Que serait la région Bourgogne-Franche-Comté sans ses vignobles ? Rassurez-vous, les vignobles ne vont pas disparaître tout de suite, mais le changement climatique a des conséquences directes tant sur les pratiques agricoles que sur la composition du vin. « Cela a déjà beaucoup évolué depuis les années 1970, puisque les dates de vendanges ont déjà avancé de 3 semaines à un mois, et les vins sont naturellement plus sucrés et plus alcoolisés », précise le rapport.  Si le poids des grappes et le rendement ont augmenté grâce à la hausse des températures moyennes, c’est au prix de la qualité du vin. 

En outre, le gel tardif, dû à l’instabilité météorologique, menace grandement les récoltes. Ces dernières années, les vignerons français ont malheureusement pu éprouver à leurs dépens les conséquences de ces gels tardifs. Selon un rapport d’Alterre Bourgogne-Franche-Comté, en 2019, ce phénomène climatique aurait entraîné des dommages sur les vignes de Bourgogne estimés à 1,5 million d’euros.

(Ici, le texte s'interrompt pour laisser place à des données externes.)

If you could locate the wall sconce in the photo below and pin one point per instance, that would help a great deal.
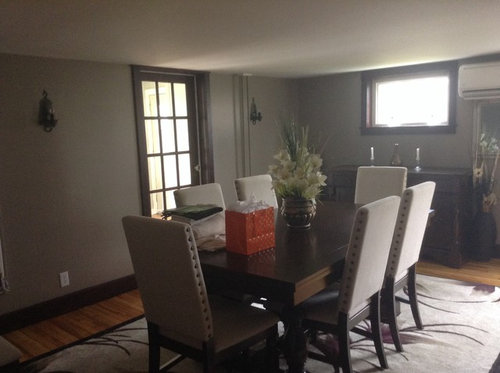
(254, 115)
(46, 116)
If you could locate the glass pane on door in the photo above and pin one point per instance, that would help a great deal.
(169, 138)
(149, 99)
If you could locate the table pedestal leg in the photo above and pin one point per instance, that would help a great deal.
(295, 348)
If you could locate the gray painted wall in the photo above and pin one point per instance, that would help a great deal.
(62, 194)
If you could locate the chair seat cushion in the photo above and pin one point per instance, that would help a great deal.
(324, 307)
(8, 353)
(235, 322)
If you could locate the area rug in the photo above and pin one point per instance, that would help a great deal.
(461, 334)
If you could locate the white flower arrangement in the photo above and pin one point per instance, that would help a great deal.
(298, 171)
(485, 166)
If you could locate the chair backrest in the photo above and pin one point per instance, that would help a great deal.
(200, 194)
(367, 254)
(410, 228)
(169, 278)
(376, 182)
(261, 186)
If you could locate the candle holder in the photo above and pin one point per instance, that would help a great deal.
(417, 160)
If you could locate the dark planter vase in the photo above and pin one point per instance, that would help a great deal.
(298, 213)
(485, 236)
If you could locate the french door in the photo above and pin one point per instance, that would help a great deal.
(168, 135)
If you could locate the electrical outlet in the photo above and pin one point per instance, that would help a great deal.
(64, 278)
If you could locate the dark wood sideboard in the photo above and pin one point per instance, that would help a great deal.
(449, 231)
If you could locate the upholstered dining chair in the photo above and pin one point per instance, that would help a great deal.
(179, 313)
(260, 186)
(405, 250)
(200, 194)
(375, 182)
(362, 280)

Les fondations des châteaux de la Loire fragilisés…ainsi que les logements

Qui aurait cru que les sécheresses feraient trembler les vieilles pierres ? C’est pourtant le cas pour les châteaux centenaires de la Loire. Si les guerres en ont fait tomber quelques-uns, le changement climatique pourrait bien endommager les châteaux de la Loire existants. La région, à l’instar des autres régions de France, devrait subir des sécheresses estivales plus fortes à cause de la « hausse de l’évaporation des sols et de la transpiration des végétaux ». Ces épisodes de sécheresse seront, selon les modèles climatiques, plus fréquents, plus longs et plus intenses.  

Quel rapport avec les châteaux de la Loire ? D’ici 2050, « le débit moyen annuel des cours d’eau du bassin Loire-Bretagne devrait chuter de 10 à 40 %, et le débit de la Loire en période d’étiage de 25 à 50 % », souligne le rapport. Or, certains châteaux, notamment celui de Chenonceau ou celui de Sully-sur-Loire, voient leurs fondations se fragiliser en période de sécheresse, faute d’eau. En effet, les fondations doivent rester immergées en tout temps pour rester en bon état. Autre point, « plusieurs châteaux sont situés en zone à risque “modéré” de retrait-gonflement des argiles : le Clos-Lucé, Blois, Chenonceau, Azay-le-Rideau… Ces deux derniers étant en plus situés en zone à risque d’inondation », précise le rapport.

La région Centre-Val de Loire est la région où la population est la plus exposée aux risques de retrait-gonflement des argiles (RGA), « 67 % des habitants sont en zone d’aléa fort ou moyen, soit 1,720 millions de personnes ».

Les régions d’outre-mer, entre vulnérabilité économique et environnementale

La lutte contre la « vie chère » est devenue un mouvement de protestation et de revendication majeur en fin d’année 2024, que ce soit en Martinique ou à la Réunion. La précarité est le quotidien de nombreuses familles d’outre-mer : le taux de pauvreté y est deux fois (Guadeloupe, Martinique) à cinq fois (Mayotte) plus important que dans l’Hexagone.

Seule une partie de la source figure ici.